These Sitcoms Earning Ratings but Not Respect : Television: Critics give most of the credit for the success of 'Single Guy' and 'Caroline in the City' to their time slots, but an NBC executive insists that 'the shows are absolutely runaway, breakaway hits.'


Rodney Dangerfield can relate.

So far this season, rookie NBC sitcoms "The Single Guy" and "Caroline in the City" rank as the fourth and fifth most popular series on television.

Clearly, the audience is watching.

But, like Dangerfield, the two shows don't get no respect from most critics and industry insiders. The unanimous refrain: The season has produced no true breakaway hits; these newcomers got lackluster reviews and have garnered great ratings only because of their time slots.

"Single Guy," with Jonathan Silverman as the bachelor everybody sets up, and "Caroline," starring Lea Thompson as a quirky, single cartoonist, are sandwiched on Thursday nights between the critical and popular hits "Friends," "Seinfeld" and "ER"--the three highest-rated series of the season. That has left the critics underwhelmed.

"At this point," Daily Variety's Brian Lowry wrote recently, "roughly two-thirds of the 42 new series that premiered in the fall have had their initial 13-episode order extended, despite the absence of a single bona fide hit."

"There is not a single solid hit among this fall's new shows," wrote TV Guide's Jeff Jarvis.

"The only new shows you could call hits, 'Caroline in the City' and 'The Single Guy,' just happen to be on NBC's powerhouse Thursday night," wrote Newsweek's Rick Marin. "You could put Shari Lewis and Lambchop on after 'Seinfeld' and they'd get huge numbers."

Warren Littlefield, president of NBC Entertainment, doesn't deny that the freshman sitcoms' enviable positioning has helped.

"If you put those shows out there on another night," he said recently, "would they have those same numbers? No, they wouldn't. . . ."

But, he added in so many polite words, the media can take a long, vigorous walk.

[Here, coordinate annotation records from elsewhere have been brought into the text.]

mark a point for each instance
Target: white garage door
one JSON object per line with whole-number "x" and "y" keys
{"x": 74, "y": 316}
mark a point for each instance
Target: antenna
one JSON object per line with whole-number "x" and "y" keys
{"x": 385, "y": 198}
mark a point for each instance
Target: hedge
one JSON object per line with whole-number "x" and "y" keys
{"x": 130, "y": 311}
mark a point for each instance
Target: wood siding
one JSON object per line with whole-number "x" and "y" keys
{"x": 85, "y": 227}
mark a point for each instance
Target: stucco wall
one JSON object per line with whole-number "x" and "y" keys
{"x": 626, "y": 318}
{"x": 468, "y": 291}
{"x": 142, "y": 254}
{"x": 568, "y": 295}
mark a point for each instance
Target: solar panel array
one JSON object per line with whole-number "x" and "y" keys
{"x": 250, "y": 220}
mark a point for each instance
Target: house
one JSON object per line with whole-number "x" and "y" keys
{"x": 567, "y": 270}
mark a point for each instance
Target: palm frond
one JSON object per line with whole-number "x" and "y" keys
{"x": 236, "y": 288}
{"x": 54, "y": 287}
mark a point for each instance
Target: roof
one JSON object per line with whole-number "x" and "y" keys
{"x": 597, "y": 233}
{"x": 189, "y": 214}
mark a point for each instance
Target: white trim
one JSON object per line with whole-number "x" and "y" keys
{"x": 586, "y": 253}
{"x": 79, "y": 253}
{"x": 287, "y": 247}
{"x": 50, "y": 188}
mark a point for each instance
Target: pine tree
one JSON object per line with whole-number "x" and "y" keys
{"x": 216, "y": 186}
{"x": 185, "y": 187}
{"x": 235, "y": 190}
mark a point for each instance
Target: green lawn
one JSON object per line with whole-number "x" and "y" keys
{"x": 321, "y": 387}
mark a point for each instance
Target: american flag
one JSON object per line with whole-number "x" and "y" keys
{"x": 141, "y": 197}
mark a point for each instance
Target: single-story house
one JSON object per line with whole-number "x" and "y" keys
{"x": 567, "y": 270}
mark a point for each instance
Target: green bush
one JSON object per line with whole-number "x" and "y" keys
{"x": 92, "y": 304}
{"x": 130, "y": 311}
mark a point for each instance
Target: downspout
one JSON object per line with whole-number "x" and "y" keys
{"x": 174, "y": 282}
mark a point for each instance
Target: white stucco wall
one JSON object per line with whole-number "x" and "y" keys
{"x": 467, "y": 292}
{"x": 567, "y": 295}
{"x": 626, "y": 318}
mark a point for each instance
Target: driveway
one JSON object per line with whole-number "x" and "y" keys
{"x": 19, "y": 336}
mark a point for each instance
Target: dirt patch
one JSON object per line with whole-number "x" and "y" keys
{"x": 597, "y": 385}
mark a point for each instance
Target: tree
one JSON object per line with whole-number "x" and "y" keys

"While we're always interested in what the critics have to say, really, there's no comparison when it comes to listening to the audience versus listening to the critics. We'll pick the audience every time."

And the vote there, he insisted, is unambiguous: "The shows are absolutely runaway, breakaway hits."

Industry analysts have said that neither program is performing as well as NBC may have hoped because their audience drops by several million from the program that precedes them.

Littlefield, however, said he is more than satisfied with the shows' performance. He acknowledged that viewership dips a bit from the lead-in but said it's by a smaller margin than last season.

Around this time last year, he said, "Friends' " share of audience at 8:30 p.m. was three points lower than what "Mad About You" was getting at 8. "Single Guy" only drops two. And at 9:30, "Madman of the People" was seven points lower than "Seinfeld" at 9. "Caroline" drops five points.

"Madman of the People" wound up being canceled. So did another of NBC's rookies this season, "The Pursuit of Happiness," which failed to hold on to the "Frasier" audience on Tuesdays.

"So when I see out there in the press, 'Well, anything could do well in that time period,' that's just not true," Littlefield said.

NBC executives are hoping the two new sitcoms enjoy "Frasier's" fate. They launched the Kelsey Grammer vehicle after "Seinfeld" on Thursdays in 1993, it became a hit, then was moved to Tuesday night to build network strength there.

"We introduce new shows [on Thursdays] and we allow them to become favorites with the audience," Littlefield said, then move them to other nights.

One big difference between "Frasier" and this season's Thursday night newcomers, however, is that "Frasier" premiered to excellent reviews. But not every show is hot from the get-go, Littlefield argued, and all "creative entities" should be allowed time to mature.

"The shows are growing and finding their strengths and moving away from their weaknesses," he said, just as did "Seinfeld" and "Friends," which also were not enthusiastically praised at the start.

"Caroline in the City" executive producer Fred Barron agrees. "We were trying to figure out who these characters were for the first three or four episodes," Barron said. "By the time we did 'The Gay Art Show' [episode], we had locked in and we started sailing. The characters became much easier to write. That's normal."

"You get an attitude [from the critics] of, 'You like it so much, network? Prove it to us,' " he said. "It's like we came in rich and beautiful, we came in the Golden Child, and there's a natural resentment against us."

The media are further biased against the sitcoms because journalists have been blindly following a trend to produce stories knocking shows that copy "Friends," Barron maintained.

"You go where the story is," he said, "and the story this year is that everything is a clone. The story this year is that, 'Oh my god, look at all these [shows with] single people.'

"I don't see why that's news. Did anybody think we were going to come out of the gate and do better than 'Seinfeld' and 'ER'?"